Creekboat kayaks have a high volume that is equally arranged around the cockpit and are usually 8 feet or longer making them longer than river runner kayaks.
They are designed to run long continuous stretches of whitewater, punch through holes and descend very steep low-volume waters, also known as creeking.
The consistent volume distribution, rounded edges, displacement hulls, and a progressive rocker means that less time is spent reacting to holes, waves, and features and that there is quicker resurfacing when running bigger drops.
They are pretty comfortable, and usually a little more heavily built to withstand the drops.

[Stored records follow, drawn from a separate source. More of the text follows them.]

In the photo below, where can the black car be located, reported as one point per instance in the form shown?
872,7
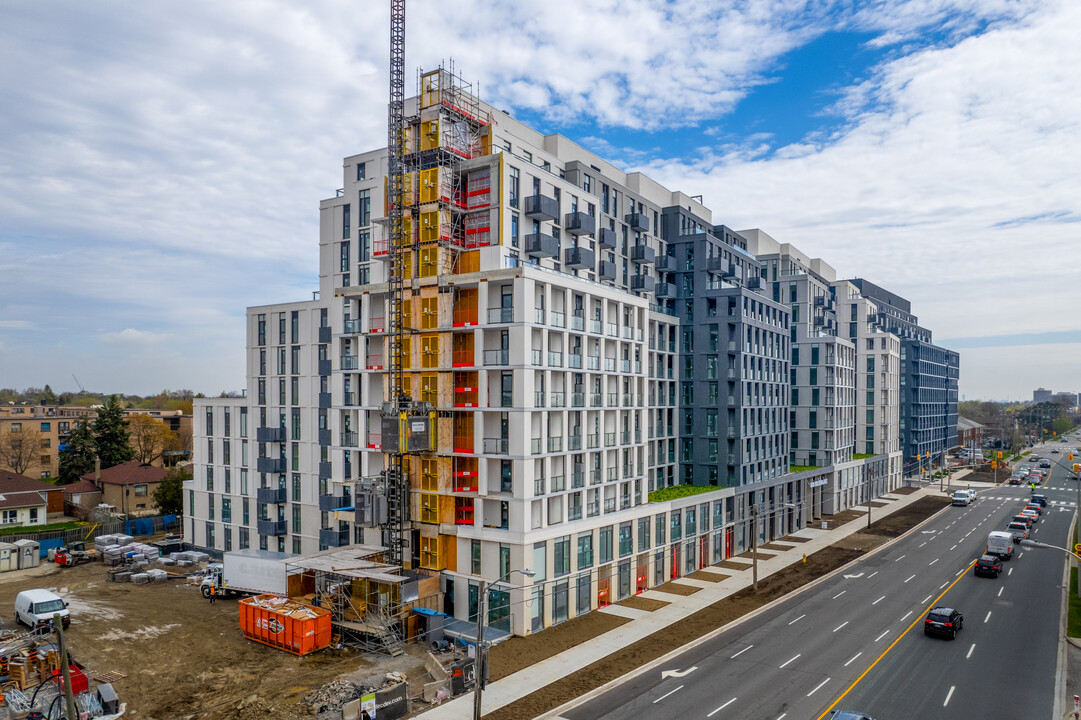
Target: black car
988,564
943,621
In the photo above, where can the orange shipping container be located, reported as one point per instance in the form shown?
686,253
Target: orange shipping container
285,625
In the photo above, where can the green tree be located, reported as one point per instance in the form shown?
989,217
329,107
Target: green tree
169,495
48,397
77,457
111,435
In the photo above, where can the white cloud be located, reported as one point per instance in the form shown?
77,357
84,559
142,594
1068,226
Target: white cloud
162,165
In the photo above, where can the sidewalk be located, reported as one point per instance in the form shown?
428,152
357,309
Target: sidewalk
645,623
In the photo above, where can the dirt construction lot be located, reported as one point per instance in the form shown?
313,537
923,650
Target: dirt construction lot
182,656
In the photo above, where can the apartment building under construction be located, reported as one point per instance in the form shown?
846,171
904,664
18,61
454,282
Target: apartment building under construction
572,338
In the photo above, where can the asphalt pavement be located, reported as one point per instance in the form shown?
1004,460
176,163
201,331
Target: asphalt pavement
855,640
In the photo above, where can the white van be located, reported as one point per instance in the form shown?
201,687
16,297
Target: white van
1000,544
37,608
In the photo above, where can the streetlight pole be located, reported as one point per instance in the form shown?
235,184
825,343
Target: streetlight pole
481,623
753,545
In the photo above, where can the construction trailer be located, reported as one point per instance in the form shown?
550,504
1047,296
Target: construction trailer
370,600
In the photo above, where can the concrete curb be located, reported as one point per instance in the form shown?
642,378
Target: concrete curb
694,643
1062,670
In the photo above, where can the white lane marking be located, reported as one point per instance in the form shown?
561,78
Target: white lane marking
721,707
789,661
667,694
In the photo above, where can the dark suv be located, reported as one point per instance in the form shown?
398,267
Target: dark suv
943,621
988,564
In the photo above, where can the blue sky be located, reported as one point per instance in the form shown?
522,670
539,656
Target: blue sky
161,165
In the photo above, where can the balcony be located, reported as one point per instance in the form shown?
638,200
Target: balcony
605,238
270,465
496,357
271,528
638,222
579,223
497,315
605,270
496,445
579,258
270,435
331,503
642,254
541,207
334,537
270,495
538,244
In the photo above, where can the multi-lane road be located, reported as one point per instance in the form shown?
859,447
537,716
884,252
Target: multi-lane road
855,641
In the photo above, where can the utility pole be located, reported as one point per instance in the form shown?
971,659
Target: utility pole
65,670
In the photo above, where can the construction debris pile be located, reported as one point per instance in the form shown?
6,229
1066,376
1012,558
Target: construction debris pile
30,680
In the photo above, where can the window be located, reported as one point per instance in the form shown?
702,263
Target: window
605,545
364,209
585,550
561,556
514,187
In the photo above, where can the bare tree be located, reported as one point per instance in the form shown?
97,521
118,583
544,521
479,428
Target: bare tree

Some creek boats have a displacement hull which is nice for drops but can prove to be a bit tricky in holes and crossing eddy lines, especially for beginners.
inflatable whitewater kayaks
Inflatable Whitewater Kayaks, also known as duckies, are designed to survive devastating impacts into rocks and trees, for falls over ledges and being pounded by massive waves.
They are very stable because of how wide they are and can haul a lot of gear. Chances are high that you have probably used them if you have done any whitewater rafting with a company.
The ability to run Class IV rapids is what separates whitewater inflatable kayaks from even the best quality recreational inflatable kayaks. Waves are large, irregular and rapids run for considerable periods while drops up to five feet may be encountered. The current is very strong due to the steep slope of the river and the water has significant turbulence.
Also, large amounts of water almost always pour into the boat regardless of paddler skill, thus requiring that the kayak has the ability to drain the water away quickly.
If you have made it this far then you have noticed that there are a variety of kayaks on the market. By now you should be well-versed with the different types of kayaks and hopefully know which type of kayak suits you best.
To summarize, there are 5 factors to consider when choosing the best kayak:
- Skill level
- Type of activity
- Type of water
If you are just starting out paddling, then consider purchasing a recreational kayak so that you are stable enough on the water while being able to easily get in and out of the kayak. It is not recommended to tackle whitewater unless under supervision of an experienced kayaker.